Глава V
Галоп ради жизни
С первыми лучами рассвета мы были на ногах, оседлали лошадей и готовы были садиться верхом, когда Гринлиф, посмотрев на юг, заставил меня еще раз вздрогнуть своим неожиданным восклицанием. Теперь это было не просто «Ха!», а несколько фраз, хотя и комичных и несколько богохульных, тем не менее с серьезным содержанием.
– Господь и ножницы! Смотрите туда! На этот раз индейцы, верно, как выстрел!

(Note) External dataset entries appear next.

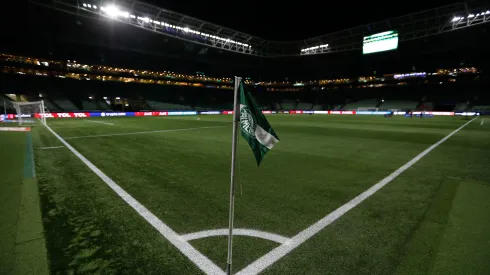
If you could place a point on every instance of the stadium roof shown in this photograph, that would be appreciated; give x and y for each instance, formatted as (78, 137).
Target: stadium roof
(184, 25)
(296, 20)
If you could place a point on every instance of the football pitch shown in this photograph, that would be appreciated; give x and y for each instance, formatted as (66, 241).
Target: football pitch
(336, 195)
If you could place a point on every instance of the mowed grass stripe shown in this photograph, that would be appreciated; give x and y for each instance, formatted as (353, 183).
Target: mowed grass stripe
(188, 250)
(281, 251)
(90, 229)
(183, 179)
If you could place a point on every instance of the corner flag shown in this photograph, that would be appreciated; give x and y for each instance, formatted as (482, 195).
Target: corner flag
(254, 126)
(259, 135)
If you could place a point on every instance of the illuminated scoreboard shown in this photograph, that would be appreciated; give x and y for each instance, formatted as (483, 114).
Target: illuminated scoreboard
(380, 42)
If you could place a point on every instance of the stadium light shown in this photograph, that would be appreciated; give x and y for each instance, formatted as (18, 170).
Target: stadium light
(112, 11)
(314, 48)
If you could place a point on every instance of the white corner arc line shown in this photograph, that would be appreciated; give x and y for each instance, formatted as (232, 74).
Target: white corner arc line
(101, 122)
(145, 132)
(52, 147)
(201, 261)
(277, 253)
(236, 232)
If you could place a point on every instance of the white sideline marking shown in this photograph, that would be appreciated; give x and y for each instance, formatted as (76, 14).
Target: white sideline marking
(281, 251)
(206, 265)
(101, 122)
(145, 132)
(236, 232)
(52, 147)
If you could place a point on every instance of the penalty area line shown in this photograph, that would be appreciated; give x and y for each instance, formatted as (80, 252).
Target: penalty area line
(145, 132)
(201, 261)
(52, 147)
(277, 253)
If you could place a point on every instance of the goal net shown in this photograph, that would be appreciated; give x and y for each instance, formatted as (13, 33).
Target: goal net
(29, 112)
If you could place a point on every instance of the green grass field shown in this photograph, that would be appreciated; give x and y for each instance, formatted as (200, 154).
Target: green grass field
(431, 219)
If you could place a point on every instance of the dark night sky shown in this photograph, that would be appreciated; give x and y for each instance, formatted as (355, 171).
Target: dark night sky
(295, 20)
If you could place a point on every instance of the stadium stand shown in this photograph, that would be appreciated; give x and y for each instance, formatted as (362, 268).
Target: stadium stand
(398, 105)
(288, 104)
(156, 105)
(89, 106)
(361, 104)
(65, 104)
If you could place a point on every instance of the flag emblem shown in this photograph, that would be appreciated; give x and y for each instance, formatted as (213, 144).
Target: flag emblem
(255, 128)
(247, 121)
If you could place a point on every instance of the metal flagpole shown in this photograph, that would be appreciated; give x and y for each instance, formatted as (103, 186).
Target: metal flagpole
(234, 141)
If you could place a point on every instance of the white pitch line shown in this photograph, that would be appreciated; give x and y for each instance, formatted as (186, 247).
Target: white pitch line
(236, 232)
(274, 255)
(145, 132)
(52, 147)
(201, 261)
(101, 122)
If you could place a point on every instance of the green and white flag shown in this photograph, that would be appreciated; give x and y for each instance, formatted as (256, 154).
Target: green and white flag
(254, 126)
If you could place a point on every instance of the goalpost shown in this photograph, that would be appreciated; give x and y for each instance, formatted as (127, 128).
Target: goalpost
(27, 111)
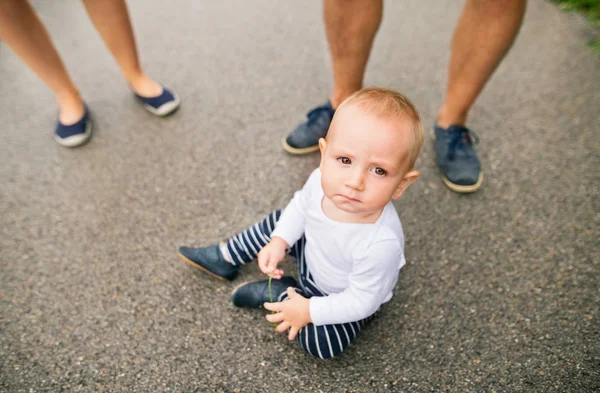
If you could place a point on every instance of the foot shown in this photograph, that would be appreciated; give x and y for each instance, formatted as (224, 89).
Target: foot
(255, 294)
(305, 138)
(76, 133)
(156, 98)
(456, 158)
(209, 260)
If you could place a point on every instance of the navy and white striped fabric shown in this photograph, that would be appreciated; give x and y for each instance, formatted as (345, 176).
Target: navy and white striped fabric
(323, 341)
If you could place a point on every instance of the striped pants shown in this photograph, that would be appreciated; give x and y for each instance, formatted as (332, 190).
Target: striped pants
(323, 341)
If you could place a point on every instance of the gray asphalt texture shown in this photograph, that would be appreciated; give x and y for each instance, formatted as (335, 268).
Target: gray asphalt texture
(500, 292)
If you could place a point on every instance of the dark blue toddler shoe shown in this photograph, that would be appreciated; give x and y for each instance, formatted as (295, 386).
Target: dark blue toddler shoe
(75, 134)
(209, 260)
(456, 158)
(162, 105)
(305, 138)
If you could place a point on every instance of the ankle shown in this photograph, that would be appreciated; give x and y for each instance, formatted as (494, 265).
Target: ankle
(338, 96)
(143, 85)
(71, 107)
(447, 117)
(225, 252)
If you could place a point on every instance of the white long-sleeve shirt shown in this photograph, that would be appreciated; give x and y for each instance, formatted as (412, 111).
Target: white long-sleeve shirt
(356, 264)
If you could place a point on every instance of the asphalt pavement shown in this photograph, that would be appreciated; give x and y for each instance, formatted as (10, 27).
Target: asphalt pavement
(500, 291)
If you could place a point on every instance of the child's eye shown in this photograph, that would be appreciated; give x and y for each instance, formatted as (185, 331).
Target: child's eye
(379, 171)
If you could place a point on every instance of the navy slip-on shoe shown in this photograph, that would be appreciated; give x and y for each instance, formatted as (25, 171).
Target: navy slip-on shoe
(305, 137)
(255, 294)
(75, 134)
(457, 159)
(162, 105)
(210, 260)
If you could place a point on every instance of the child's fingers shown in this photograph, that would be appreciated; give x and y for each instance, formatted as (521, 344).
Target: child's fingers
(283, 326)
(272, 306)
(291, 293)
(271, 264)
(293, 333)
(275, 317)
(262, 262)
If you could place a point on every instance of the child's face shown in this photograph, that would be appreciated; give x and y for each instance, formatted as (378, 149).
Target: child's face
(364, 161)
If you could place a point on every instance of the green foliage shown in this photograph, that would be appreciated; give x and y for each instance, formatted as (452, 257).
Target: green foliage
(591, 8)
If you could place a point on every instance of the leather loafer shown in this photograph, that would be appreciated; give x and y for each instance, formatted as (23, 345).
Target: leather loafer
(209, 260)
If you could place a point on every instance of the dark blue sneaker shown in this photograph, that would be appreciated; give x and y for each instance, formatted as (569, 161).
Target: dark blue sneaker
(210, 260)
(74, 134)
(456, 158)
(305, 138)
(162, 105)
(255, 294)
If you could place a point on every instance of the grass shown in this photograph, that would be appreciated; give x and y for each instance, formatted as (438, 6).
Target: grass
(591, 8)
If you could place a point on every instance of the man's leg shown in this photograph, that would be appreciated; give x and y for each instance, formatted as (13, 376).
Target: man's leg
(23, 31)
(351, 26)
(485, 31)
(111, 19)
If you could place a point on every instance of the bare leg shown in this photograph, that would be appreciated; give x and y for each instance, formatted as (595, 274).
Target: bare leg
(111, 19)
(23, 31)
(351, 28)
(485, 31)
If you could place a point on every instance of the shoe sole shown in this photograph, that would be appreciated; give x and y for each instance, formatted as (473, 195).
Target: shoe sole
(76, 140)
(190, 262)
(298, 151)
(460, 188)
(165, 109)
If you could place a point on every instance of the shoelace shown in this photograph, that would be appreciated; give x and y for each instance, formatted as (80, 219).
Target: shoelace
(458, 139)
(315, 113)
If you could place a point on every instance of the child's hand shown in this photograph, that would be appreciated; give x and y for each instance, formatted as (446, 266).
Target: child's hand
(293, 313)
(271, 255)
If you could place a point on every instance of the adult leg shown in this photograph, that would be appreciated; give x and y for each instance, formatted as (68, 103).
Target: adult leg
(351, 27)
(23, 31)
(111, 19)
(485, 31)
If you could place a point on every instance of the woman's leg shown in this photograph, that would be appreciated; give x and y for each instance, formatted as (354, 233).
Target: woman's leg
(111, 19)
(24, 32)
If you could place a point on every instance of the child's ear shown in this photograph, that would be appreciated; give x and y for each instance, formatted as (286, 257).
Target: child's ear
(322, 148)
(409, 179)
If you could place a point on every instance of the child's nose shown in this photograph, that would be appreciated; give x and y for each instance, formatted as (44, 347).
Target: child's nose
(356, 180)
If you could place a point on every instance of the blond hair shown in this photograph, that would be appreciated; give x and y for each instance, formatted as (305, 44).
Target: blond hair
(388, 103)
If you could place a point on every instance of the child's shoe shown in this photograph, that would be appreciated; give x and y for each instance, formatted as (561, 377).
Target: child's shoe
(209, 260)
(255, 294)
(305, 138)
(162, 105)
(75, 134)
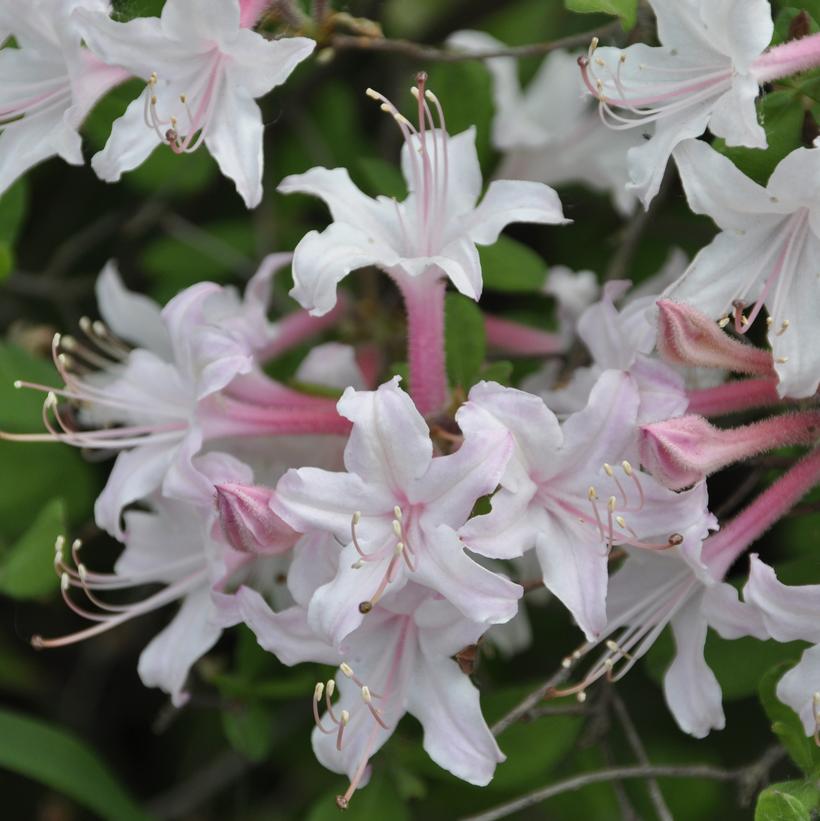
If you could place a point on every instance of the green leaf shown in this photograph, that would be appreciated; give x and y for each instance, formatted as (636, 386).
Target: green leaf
(627, 10)
(249, 729)
(378, 800)
(787, 801)
(27, 568)
(781, 114)
(13, 206)
(465, 341)
(381, 177)
(58, 759)
(785, 723)
(533, 748)
(51, 470)
(511, 266)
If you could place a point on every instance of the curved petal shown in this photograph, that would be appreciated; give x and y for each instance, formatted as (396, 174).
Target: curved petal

На южном краю равнины виднелось облако пыли, а под ним цепочка черных точек; только привычный взгляд проводника смог узнать в них всадников. Посмотрев на них в бинокль, я понял, что они скачут очень быстро, а к тому же заметил и то, чего не разглядел проводник: перед этим стремительным строем, намного опередив его, скачет одинокий всадник в алом. Теперь Гринлиф тоже увидел его и воскликнул:
– Клянусь Господом, дон Гиберто! И его преследует отряд краснокожих!
Так и есть. Я ничего не ответил, но с бешено бьющимся сердцем продолжал следить за погоней.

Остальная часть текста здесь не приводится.